By Dave Andrusko
The quest to “normalize” abortion could never be–and was never intended to be–merely an attempt to take abortion “out of the shadows.” Nor was it/could it ever be just a campaign to say that snuffing out your defenseless kid is a kind of sick rite of passage, although there’s plenty of that.
There was always much more to normalizing abortion than rooting out our instinctive repugnance to the barbarism that is abortion, although clearly that is a huge component.
No, it’s always been ultimately about making a joke out of abandoning our commitment to the future, about that knowing smirk saved for those dolts who are silly enough to defend the proposition that we have a moral and ethical obligations to the children we have brought into being.
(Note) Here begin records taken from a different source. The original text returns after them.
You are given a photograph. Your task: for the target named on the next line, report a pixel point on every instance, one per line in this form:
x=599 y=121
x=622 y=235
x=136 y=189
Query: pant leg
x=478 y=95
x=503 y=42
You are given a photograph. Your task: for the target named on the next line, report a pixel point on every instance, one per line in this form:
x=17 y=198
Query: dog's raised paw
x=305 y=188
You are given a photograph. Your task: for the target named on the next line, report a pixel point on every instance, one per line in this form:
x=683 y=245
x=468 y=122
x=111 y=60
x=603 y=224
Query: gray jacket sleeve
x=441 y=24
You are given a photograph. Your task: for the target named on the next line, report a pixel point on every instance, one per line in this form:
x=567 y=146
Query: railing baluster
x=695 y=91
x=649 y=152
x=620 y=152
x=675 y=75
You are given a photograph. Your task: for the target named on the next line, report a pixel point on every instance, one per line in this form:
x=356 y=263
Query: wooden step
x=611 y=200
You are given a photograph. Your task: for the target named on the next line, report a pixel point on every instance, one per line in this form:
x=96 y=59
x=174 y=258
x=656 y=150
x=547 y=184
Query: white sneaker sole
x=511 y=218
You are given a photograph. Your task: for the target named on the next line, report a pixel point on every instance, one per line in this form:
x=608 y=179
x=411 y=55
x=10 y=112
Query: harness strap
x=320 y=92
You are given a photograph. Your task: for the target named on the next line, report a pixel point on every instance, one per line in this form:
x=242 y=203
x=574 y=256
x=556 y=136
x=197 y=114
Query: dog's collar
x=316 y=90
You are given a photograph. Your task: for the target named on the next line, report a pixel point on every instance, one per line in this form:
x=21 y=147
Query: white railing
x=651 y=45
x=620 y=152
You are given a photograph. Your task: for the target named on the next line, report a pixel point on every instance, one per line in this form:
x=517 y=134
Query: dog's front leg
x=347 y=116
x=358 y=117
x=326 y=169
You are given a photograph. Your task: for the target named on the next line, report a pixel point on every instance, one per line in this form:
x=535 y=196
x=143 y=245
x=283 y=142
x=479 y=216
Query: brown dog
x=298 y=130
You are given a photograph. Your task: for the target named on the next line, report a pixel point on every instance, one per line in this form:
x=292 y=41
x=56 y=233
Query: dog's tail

Granted, you don’t go toGlamourmagazine for insights into the human condition. But their stories tell us something about what the publication believes is the proper (if I can use that word in this context) response to matters of sexual ethics and human relationships.
In an un-bylined piece that popped up today online, you see more evidence of the ever-faster race to the bottom: “Has Grandma invented the ‘abortion comedy’?”
We’ve written about “Grandma” previously: “First ‘Obvious Child,’ now Lily Tomlin as ‘Grandma.’ Can one be worse than the other?”
The movie “Grandma” is a variation of the ‘on the road’ films where the zany characters they meet hid the nihilistic impulses that so often are thinly disguised. Glamour loves the film because (as I read the review) abortion is just a vehicle by which three generations of women can hash out and work through decades of estrangement.